As a heavy feeder, Brussels sprouts need rich soil with plenty of organic materials. This is why you shouldn’t plant the veggie in the same spot two years in a row. Before you plant the seeds or seedlings, mix in about 6 inches of aged manure or organic compost into the soil. And about six weeks in, you’ll need to apply a well-balanced 10-10-10 fertilizer.
If you grow the veggie in sandy soil, you’ll need to use a nitrogen-rich fertilizer. Boron deficiency is another cause for concern and one of its main symptoms is hollow stems. Feed the plant with borax (one tablespoon dissolved in 1.5 gallons of water). One application is usually enough.
Pests and Diseases
Fending off the numerous pests that attack Brussels sprouts can be a full-time job. Aphids are the first to make their presence known with the tiny holes they make in the leaves. Use a garden hose to blast them off the plants. If that doesn’t work, rub the leaves and stems with a swab soaked in rubbing alcohol.
Next in line are cabbage worms and cabbage loopers. They are not as tiny as aphids and you can easily pick them by hand and destroy them. A bucket full of water with two tablespoons of detergent is a merciful way to kill them.
As for cutworms, the best way is to prevent them from reaching the plants. Install cutworm collars around the seedlings.
Diseases are also numerous. Cabbage yellows is a fungal infection that starts with the lower leaves then spreads upward. As the leaves turn yellow, the stalk wilts and turns brown then rots. Fight it off with compost tea that helps suppress the fungus.
Clubroot is another devastating disease that damages the whole crop and stays in the soil for years. Increase the pH levels in the soil to 7.0 to control the spread of this fungus.
Harvesting Brussels Sprouts
When it comes to harvesting Brussels sprouts, timing is everything. The small buds are usually tastier and more tender than the larger ones. So even if your cultivar grows buds as big as 2 inches in diameter, it’s better to harvest them when they are about 1.1 or 1.2 inches across.
One good clue that the buds are ripe is when the leaves nearby turn yellow. Usually, the ripening starts from the base and works its way up to the buds near the top of the stalk. That means each plant could take a few weeks to harvest all the buds.
Before you harvest the buds, you’ll need to remove the yellow leaves above each bud a few days in advance. This removes the clutter around the buds and allows them to gain their distinct round shape. And if you want to encourage all the buds on a stalk to ripen together, pinch the head of the stalk about 4 weeks before harvest time.
Storing Brussels Sprouts
As with many other veggies and fruits, Brussels sprouts should be consumed fresh. That’s when you get the most flavors and nutrients out of it. Luckily, since the veggie has a large harvest window, you can collect as many buds as you need every day and eat them fresh.
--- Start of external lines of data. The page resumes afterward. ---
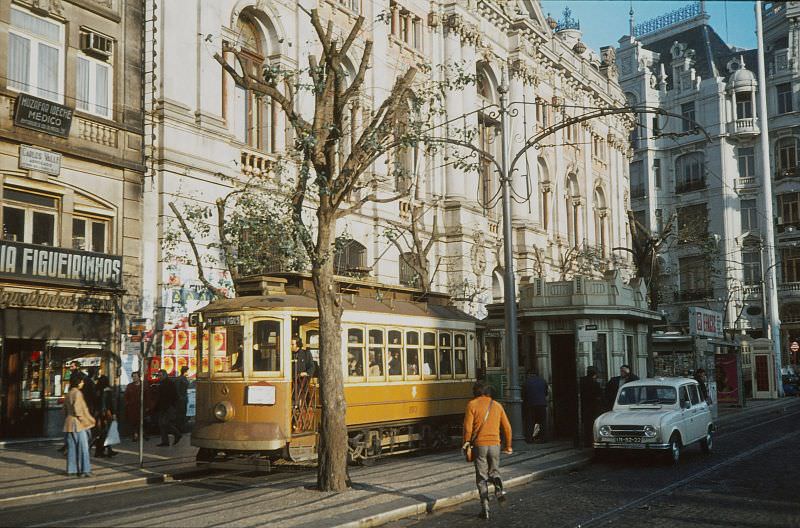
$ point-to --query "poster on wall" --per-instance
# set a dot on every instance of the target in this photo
(727, 378)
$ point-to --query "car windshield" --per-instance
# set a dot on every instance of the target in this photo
(647, 395)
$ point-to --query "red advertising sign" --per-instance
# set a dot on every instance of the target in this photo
(727, 378)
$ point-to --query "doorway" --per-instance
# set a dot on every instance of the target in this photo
(565, 385)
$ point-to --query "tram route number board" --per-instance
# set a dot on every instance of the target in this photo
(260, 395)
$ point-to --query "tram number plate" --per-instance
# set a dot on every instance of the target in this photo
(261, 395)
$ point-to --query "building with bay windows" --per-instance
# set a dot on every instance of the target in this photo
(709, 192)
(71, 170)
(569, 216)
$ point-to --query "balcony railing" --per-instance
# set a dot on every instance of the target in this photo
(692, 185)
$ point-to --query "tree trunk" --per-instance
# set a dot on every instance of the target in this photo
(332, 448)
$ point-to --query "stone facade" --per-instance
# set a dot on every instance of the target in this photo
(71, 167)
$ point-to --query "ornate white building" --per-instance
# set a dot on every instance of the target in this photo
(571, 193)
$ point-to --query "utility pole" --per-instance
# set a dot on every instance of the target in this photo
(766, 192)
(513, 396)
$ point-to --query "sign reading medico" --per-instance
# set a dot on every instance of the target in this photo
(43, 115)
(41, 160)
(705, 323)
(59, 265)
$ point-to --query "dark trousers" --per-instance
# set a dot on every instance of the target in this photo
(166, 424)
(536, 414)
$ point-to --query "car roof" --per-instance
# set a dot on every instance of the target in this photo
(671, 382)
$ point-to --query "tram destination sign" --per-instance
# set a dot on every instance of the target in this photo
(60, 265)
(43, 115)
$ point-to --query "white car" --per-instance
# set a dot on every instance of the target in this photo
(656, 414)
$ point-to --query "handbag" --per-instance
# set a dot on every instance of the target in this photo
(468, 454)
(112, 437)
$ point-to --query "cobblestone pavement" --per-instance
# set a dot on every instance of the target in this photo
(749, 481)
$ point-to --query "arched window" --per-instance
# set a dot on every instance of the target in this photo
(488, 132)
(690, 173)
(252, 118)
(573, 205)
(350, 258)
(408, 275)
(600, 220)
(498, 288)
(786, 150)
(545, 194)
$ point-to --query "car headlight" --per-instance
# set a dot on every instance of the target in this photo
(223, 411)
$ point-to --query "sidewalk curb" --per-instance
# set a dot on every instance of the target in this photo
(433, 504)
(155, 478)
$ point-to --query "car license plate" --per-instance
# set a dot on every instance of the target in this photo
(628, 440)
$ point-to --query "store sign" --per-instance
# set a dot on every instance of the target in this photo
(55, 301)
(41, 160)
(705, 323)
(43, 115)
(59, 265)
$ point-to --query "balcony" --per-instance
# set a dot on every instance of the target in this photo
(694, 295)
(689, 186)
(741, 184)
(747, 126)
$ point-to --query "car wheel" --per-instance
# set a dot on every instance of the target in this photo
(707, 443)
(675, 449)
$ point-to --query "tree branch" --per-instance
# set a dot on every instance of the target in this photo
(218, 293)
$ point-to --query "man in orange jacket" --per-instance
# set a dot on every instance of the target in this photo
(482, 423)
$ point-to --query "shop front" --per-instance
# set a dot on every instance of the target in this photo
(44, 326)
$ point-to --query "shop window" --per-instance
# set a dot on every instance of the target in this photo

If you want to store the buds, don’t wash them since the humidity could spoil them. Instead, keep them in a zip-lock bag and seal it then place it in the refrigerator. They will stay crisp and succulent for up to 5 days. When you take them out, you can wash them.
If you want to store Brussels sprouts for more than 5 days, then you’ll need to cook them right after harvesting. Cooked sprouts can stay in the fridge for far longer than raw buds. My favorite way to cook them is to roast the fresh buds with bacon and shallots. But of course, you can cook them as soup. And when cooked with sun-dried tomatoes, that brings out the deepest and richest flavors of Brussels sprouts.